06/10/2026 | Press release | Distributed by Public on 06/10/2026 12:07
WASHINGTON, D.C. - This week, Congresswoman Nikki Budzinski (IL-13) and Congresswoman Suzanne Bonamici (OR-01) led 27 members in a letter to the Office of Head Start, urging them to withdraw the proposed rule that would eliminate the wage and benefit standards finalized in 2024. These standards were designed to stabilize the Head Start workforce and improve program quality for children and families.
The members wrote, "At its core, this proposal asks the American people to accept that the teachers and staff caring for some of our nation's most vulnerable children should continue earning wages so low that many cannot afford to stay in the profession. That is not flexibility; rather, it is a continuation of the workforce crisis already forcing classrooms to close and cutting off access for the families who depend on Head Start most."
"The families who rely on Head Start - and the educators who make it work - deserve far better than a return to chronic underpayment and workforce instability. We recognize that implementing these standards requires adequate federal investment, and we are committed to working toward the appropriations necessary to make that possible," they continued.

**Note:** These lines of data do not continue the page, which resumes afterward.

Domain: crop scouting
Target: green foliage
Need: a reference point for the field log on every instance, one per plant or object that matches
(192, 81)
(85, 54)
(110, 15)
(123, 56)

"Reducing support for the Head Start workforce will not expand access - it will deepen staffing shortages and make it harder for programs to serve eligible children. When classrooms close because positions cannot be filled, children and families pay the price. Illinois Head Start and Early Head Start programs see these challenges every day, and we are grateful to the members of Congress who are standing up and demanding better for our educators," said Lauri Morrison-Frichtl, Executive Director Illinois Head Start Association.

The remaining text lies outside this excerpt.